Just two weeks ago, there was great news coming out of Uganda: a court struck down the county’s jail-the-gay law, albeit on a technicality. The good news was short-lived: a move is already underway to reinstate the law. Worse still, Kenya has decided that to go one further and is considering a bill that would legalizing stoning gays to death.
The Kenya bill is just starting to gain momentum. The Republican Liberty Party has proposed making homosexuality a capital offense or at a minimum worthy of life in prison. The Anti-Homosexuality Bill would reserve the death penalty for non-Kenyans, but would broadly criminalize anything gay under the guise of “protecting the children.”
In a touch that seems directly lifted from the American evangelicals who have been promoting antigay hatred in Africa, the proposal also argues that sexual orientation is not an inborn characteristic.
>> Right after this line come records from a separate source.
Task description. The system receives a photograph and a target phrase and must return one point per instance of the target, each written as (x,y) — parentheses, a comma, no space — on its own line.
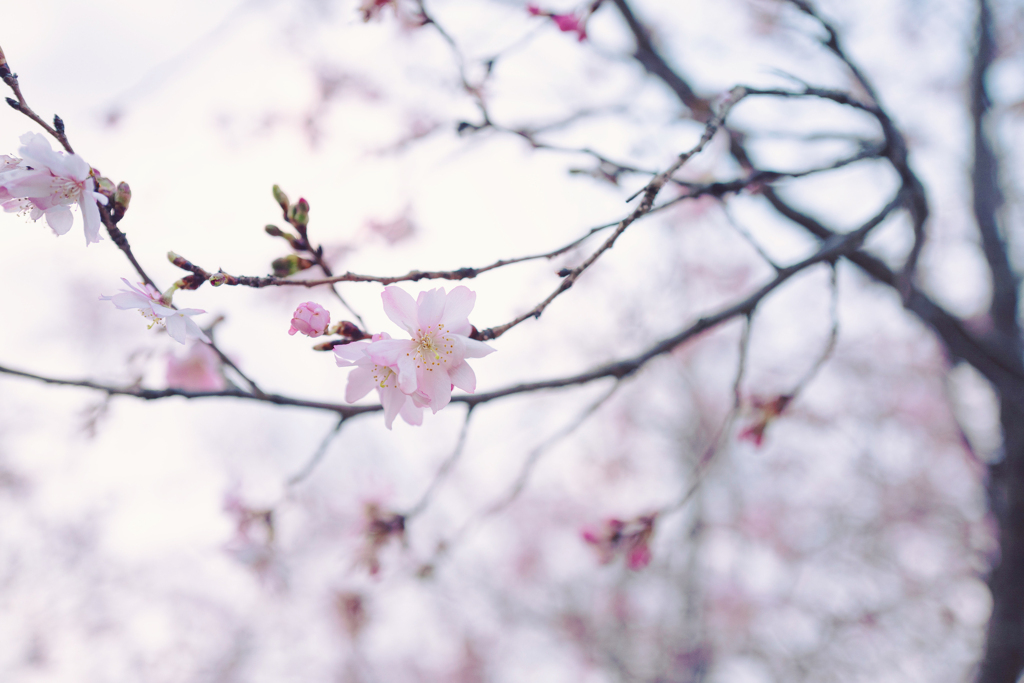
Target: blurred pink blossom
(630,539)
(565,23)
(767,412)
(198,370)
(310,318)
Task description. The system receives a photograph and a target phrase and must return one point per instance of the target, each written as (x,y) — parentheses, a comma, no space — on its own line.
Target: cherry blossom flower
(310,318)
(433,361)
(48,182)
(631,539)
(150,302)
(565,23)
(369,375)
(199,370)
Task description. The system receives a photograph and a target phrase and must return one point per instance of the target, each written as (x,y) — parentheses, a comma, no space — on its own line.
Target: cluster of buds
(297,216)
(310,318)
(631,539)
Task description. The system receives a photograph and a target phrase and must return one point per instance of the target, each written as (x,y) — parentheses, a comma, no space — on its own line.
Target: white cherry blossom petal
(400,307)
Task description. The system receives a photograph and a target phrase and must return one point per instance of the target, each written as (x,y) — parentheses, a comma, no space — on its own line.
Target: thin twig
(20,104)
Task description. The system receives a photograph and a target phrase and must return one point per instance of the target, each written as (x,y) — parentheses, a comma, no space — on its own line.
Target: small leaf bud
(281,198)
(104,186)
(122,196)
(289,265)
(298,215)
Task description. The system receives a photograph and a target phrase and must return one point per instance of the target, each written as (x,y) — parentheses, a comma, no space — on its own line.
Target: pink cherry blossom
(631,539)
(150,302)
(433,361)
(369,375)
(767,412)
(310,318)
(565,23)
(48,182)
(199,370)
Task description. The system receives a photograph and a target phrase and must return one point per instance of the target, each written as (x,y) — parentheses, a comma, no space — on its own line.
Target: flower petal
(400,307)
(408,380)
(387,351)
(412,414)
(59,219)
(360,381)
(429,307)
(392,400)
(436,386)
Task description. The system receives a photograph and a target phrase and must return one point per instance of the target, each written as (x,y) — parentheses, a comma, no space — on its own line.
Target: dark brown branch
(20,104)
(655,65)
(836,248)
(155,394)
(1004,656)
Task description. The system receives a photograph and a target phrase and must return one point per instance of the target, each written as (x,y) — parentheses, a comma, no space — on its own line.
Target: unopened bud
(349,330)
(281,198)
(275,231)
(122,196)
(221,278)
(104,186)
(298,215)
(289,265)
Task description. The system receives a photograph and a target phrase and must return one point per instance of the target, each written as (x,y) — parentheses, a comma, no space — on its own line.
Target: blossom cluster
(153,306)
(615,537)
(44,182)
(413,374)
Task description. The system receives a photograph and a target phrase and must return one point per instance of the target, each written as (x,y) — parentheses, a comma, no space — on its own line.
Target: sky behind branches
(124,563)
Meanwhile, Uganda is shooting for a kinder, gentler homophobia. Whether or not Uganda President Yoweri Museveni was given a lecture by President Obama during his recent visit to the White House, he seems to be acknowledging, in a warped way, Western concerns.
“We agreed to come up with a new version that doesn’t hurt our Western friends but also protects Ugandans,” Medard Bitekyerezo, a ruling party lawmaker, said.
What that means is a bill that would not criminalize consensual homosexual sex between adults, but that would make it illegal to “recruit” or to exploit economically vulnerable men. In addition, the law would institutionalize long-discredited homophobic myths, giving the government imprimatur to antigay attitudes in the culture.
That will gladden the heart of Scott Lively, our own homegrown homophobe, who has been tireless in his promotion of antigay legislation around the world. Of course, there’s still that pesky matter of the crimes-against-humanity lawsuit that Lively is facing for his work in Uganda. Of course, that’s what happens when you meddle with laws. Sometimes they come back to bite you.